I must say that the Erlang reference material could be better organised.
Trying to answer the question "what are all the predefined operations on
numbers" is surprisingly hard.

One of the great things about Erlang is that it is open source.
emulator/big.c defines a function big_decimal_estimate() which gives an
*estimate* of the number of decimal digits; that may be close enough for
your needs.  If it's not close enough, big_to_decimal() does the character
conversion into a char* buffer, and doesn't build a list.
Using emulator/bif.c:integer_to_list as a model, it would be quite easy
to write a new BIF that gave you the number of decimal digits in a
number.

The question remains, WHY?  For what kind of problem is it useful to know
the number of decimal digits but NOT what the digits actually are?

And would avoiding the list construction actually buy you very much?
It must be O(#Digits) work to build the list, but finding out what the
digits are is O(#Digits**2).

I benchmarked the following code against length(integer_to_list(N)),
for the first however many factorials.  The two seemed to be about the
same speed.  Your mileage will of course vary.

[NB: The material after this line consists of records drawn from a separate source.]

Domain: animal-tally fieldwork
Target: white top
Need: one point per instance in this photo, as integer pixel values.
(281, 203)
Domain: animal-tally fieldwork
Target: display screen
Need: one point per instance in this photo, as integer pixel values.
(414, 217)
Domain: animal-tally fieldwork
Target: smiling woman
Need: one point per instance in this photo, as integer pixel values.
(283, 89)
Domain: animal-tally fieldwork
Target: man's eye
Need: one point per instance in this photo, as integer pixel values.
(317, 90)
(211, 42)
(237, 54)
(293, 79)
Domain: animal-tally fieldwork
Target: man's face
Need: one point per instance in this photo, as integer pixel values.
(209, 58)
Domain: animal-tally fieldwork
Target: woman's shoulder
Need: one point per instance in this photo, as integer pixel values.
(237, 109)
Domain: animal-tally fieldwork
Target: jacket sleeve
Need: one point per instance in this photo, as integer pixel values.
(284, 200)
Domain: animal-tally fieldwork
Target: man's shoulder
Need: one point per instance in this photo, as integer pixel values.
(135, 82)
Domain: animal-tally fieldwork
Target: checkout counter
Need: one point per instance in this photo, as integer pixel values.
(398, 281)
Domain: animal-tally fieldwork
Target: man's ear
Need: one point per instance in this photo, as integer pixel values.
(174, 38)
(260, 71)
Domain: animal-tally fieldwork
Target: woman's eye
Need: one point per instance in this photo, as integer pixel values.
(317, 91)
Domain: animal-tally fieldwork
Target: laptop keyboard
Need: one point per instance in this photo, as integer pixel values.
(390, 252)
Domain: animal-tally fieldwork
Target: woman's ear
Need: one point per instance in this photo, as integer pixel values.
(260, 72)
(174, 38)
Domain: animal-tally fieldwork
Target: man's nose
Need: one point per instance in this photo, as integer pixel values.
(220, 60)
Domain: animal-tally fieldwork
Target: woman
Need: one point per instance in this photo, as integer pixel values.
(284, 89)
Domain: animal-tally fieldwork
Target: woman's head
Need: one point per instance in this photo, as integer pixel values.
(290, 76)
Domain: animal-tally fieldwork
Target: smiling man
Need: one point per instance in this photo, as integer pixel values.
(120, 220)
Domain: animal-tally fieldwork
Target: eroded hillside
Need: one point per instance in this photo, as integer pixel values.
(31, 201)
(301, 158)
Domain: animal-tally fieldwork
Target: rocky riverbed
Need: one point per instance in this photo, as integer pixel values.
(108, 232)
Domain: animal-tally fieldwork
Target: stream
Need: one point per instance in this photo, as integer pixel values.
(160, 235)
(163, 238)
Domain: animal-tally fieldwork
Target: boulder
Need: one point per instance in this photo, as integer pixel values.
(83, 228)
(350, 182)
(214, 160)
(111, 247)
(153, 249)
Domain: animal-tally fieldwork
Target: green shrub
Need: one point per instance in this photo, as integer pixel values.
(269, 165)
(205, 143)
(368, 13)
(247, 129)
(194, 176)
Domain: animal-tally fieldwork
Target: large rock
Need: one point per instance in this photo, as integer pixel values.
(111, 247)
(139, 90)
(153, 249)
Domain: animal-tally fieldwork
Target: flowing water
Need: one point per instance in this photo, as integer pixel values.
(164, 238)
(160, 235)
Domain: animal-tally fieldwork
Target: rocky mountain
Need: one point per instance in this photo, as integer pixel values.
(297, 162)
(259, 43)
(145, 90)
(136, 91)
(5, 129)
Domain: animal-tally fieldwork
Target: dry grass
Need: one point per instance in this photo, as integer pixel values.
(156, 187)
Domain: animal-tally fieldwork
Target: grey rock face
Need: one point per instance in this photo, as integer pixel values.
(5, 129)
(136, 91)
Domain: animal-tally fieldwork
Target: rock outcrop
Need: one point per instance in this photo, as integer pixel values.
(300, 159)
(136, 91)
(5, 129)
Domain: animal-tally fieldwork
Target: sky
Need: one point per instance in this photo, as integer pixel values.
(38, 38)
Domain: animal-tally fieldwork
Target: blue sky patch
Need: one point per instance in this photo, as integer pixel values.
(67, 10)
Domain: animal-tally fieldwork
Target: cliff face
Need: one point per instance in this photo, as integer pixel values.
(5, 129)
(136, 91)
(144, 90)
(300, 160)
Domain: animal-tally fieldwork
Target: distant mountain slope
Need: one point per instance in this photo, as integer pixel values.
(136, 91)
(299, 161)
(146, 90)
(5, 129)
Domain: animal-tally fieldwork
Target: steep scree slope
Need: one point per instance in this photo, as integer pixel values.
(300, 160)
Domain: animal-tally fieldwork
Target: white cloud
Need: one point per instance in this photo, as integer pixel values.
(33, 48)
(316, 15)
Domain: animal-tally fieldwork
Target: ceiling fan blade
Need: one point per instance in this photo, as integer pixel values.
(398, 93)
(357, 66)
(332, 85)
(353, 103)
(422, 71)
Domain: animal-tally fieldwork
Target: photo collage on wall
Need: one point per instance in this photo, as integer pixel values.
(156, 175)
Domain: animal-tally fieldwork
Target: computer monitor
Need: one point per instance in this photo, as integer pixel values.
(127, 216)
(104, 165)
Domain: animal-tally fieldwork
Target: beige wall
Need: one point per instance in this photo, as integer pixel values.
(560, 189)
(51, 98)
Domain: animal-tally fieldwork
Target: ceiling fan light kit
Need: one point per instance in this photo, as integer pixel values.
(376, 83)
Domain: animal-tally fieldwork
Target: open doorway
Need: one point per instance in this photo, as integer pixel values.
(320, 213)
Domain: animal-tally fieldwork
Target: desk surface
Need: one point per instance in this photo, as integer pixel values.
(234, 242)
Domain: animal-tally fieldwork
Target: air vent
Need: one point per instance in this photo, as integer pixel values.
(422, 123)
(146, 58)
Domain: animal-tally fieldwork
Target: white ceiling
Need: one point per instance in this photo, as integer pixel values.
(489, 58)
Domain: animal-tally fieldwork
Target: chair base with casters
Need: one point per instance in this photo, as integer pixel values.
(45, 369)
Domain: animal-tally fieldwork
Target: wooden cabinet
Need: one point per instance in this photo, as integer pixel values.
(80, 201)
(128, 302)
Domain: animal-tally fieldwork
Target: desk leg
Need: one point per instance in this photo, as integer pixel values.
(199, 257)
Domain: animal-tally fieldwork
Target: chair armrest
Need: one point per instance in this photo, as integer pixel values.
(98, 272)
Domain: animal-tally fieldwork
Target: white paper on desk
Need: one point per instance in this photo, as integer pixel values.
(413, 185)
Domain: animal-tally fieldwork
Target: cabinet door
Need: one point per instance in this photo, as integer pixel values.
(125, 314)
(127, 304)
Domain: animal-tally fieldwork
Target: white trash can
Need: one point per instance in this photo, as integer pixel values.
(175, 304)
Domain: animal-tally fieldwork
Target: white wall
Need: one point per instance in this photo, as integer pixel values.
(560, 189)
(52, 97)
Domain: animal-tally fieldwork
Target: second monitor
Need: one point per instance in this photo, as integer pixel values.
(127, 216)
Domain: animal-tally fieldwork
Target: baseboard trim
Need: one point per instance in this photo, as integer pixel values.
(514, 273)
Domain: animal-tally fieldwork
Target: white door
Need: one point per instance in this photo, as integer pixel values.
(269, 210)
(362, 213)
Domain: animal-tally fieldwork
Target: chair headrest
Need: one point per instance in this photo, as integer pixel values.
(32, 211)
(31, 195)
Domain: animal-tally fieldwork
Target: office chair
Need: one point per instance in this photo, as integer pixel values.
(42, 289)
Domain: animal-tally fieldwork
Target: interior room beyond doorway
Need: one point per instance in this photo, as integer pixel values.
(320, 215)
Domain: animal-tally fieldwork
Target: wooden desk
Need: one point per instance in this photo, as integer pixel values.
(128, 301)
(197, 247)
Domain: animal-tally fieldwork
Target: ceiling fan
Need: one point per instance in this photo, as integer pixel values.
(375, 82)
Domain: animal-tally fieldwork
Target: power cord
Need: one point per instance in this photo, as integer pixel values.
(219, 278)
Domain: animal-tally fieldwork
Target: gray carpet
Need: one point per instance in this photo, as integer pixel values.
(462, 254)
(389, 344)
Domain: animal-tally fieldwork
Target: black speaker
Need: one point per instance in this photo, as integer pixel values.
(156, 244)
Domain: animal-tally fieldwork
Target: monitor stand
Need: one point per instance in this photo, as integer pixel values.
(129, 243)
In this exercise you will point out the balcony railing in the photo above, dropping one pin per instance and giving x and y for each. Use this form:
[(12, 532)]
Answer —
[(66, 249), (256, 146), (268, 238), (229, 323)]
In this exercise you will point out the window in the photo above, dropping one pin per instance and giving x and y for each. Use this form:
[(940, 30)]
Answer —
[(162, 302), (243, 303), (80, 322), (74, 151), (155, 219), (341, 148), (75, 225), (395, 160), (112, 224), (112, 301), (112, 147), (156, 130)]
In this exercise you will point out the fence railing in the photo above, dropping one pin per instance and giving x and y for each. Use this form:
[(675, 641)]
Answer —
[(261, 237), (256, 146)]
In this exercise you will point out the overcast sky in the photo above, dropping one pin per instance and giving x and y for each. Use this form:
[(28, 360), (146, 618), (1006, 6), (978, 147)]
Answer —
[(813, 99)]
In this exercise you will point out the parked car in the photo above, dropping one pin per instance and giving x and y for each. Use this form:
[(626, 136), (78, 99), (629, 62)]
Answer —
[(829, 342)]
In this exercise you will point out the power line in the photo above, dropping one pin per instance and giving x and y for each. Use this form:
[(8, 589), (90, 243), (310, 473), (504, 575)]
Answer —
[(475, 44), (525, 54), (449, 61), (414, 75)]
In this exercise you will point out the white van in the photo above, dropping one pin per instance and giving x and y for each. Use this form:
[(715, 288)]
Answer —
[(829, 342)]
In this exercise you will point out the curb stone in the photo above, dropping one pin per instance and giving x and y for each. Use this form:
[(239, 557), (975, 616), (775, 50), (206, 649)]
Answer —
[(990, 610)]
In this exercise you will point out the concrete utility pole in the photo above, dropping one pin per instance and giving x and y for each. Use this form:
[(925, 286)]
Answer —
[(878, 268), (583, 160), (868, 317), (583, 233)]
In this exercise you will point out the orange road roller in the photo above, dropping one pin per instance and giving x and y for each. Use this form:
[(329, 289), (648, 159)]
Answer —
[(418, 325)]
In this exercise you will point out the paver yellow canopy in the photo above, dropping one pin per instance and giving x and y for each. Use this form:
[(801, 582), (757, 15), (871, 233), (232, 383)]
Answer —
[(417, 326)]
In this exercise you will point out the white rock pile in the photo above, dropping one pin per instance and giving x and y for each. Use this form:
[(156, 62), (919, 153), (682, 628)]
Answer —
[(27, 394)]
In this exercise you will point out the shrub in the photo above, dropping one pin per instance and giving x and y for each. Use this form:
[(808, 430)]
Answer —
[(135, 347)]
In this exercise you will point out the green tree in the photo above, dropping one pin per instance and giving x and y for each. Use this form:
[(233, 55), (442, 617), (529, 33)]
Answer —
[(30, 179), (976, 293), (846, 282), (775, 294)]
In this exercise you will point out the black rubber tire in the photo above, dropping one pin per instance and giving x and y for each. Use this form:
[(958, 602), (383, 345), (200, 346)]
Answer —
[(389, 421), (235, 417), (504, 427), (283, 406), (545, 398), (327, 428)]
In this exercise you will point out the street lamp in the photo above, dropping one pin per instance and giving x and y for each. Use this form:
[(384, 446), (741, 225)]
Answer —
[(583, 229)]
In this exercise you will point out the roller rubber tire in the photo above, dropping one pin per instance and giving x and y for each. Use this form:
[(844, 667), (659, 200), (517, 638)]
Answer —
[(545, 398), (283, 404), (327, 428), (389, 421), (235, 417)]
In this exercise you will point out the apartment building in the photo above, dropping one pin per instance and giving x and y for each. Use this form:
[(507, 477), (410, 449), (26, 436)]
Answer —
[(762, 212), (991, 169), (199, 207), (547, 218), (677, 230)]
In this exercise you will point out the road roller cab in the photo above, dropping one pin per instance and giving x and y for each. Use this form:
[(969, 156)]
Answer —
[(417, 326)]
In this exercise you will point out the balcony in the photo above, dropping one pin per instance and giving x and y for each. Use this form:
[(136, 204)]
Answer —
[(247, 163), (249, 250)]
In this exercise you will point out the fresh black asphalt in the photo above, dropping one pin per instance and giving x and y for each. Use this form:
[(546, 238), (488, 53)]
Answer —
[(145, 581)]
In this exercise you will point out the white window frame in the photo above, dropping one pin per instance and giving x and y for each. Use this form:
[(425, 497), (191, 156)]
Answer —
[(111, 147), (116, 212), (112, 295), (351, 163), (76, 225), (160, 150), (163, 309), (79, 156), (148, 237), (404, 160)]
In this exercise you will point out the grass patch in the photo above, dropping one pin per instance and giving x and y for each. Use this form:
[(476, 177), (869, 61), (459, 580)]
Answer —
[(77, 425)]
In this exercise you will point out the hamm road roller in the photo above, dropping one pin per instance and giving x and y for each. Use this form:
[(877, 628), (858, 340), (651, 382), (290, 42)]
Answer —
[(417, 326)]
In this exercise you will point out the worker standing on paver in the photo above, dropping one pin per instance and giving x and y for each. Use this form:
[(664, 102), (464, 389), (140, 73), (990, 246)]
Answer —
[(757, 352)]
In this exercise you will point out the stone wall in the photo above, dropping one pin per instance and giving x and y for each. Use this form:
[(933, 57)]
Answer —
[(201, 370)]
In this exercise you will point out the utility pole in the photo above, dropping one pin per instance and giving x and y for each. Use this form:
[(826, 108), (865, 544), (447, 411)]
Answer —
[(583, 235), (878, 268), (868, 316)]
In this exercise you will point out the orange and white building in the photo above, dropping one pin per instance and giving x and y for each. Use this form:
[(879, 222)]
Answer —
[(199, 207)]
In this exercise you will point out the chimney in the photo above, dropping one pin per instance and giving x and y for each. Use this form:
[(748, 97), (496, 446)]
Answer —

integer_digits(N) when integer(N) ->
    if N >= 0 -> natural_digits_loop(N, 0)
     ; N <  0 -> natural_digits_loop(-N, 1)
    end.

natural_digits(N) when integer(N), N >= 0 ->
    natural_digits_loop(N, 0).

natural_digits_loop(N, D) when N >= 10000 ->
    natural_digits_loop(N div 10000, D + 4);
natural_digits_loop(N, D) when N >= 1000 ->
    D + 4;
natural_digits_loop(N, D) when N >= 100 ->
    D + 3;
natural_digits_loop(N, D) when N >= 10 ->
    D + 2;
natural_digits_loop(_, D) ->
    D + 1.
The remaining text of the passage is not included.